As first step, to identify predictor variables associated with BRCA status, we have undertaken a cumulative mutation analysis including data from three Tunisian studies. Then, we have developed a logistic regression model for predicting the likelihood of harboring a BRCA mutation. Using receiver operating characteristic curves (ROC), an effective evaluation was performed. A total of 92 Tunisian families were included. Overall, 27 women were positive for BRCA1/BRCA2 deleterious mutations.

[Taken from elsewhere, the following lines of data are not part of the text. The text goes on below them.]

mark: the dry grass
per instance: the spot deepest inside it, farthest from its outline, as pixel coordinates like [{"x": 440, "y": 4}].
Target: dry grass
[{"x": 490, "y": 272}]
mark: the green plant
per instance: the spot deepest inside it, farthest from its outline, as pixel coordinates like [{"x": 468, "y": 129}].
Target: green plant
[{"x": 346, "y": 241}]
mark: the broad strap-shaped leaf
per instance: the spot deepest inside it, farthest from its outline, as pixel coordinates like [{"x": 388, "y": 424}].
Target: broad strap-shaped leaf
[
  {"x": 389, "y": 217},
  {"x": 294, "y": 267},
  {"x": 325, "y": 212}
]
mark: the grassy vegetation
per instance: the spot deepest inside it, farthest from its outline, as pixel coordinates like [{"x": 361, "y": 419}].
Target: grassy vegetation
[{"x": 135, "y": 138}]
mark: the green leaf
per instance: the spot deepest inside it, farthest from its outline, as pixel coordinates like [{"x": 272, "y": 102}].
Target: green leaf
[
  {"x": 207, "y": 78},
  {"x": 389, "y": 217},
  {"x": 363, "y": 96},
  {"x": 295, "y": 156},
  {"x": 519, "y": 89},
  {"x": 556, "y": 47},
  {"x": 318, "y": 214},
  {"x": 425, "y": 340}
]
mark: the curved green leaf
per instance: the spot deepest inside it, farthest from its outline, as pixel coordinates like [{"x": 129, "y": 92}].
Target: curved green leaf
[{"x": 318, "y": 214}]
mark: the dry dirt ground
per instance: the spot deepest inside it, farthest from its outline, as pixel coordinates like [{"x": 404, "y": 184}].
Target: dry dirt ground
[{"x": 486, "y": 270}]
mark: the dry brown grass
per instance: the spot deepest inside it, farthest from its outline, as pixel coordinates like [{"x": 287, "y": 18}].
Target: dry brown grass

Tow recurrent mutations (c.211dupA and c.5266dupC) explained 76 % of BRCA1-related families and three recurrent mutations (c.1310_1313del, c.1542_1547delAAGA and c.7887_7888insA) explained 90 % of BRCA2-related families. Early age at diagnosis of breast cancer, ovarian cancer, bilateral breast cancer were associated with BRCA1, whereas male breast cancer and four or more breast cancer cases in the family were associated with BRCA2. The area under the receiver operating characteristic curve of the risk score was 0.802 (95 % confidence interval = 0.0699–0. 905).
Logistic regression reported particular profiles related to BRCA germline mutation carriers in our population, as well as an efficient prediction model that may be a useful tool for increasing the cost-effectiveness of genetic testing strategy.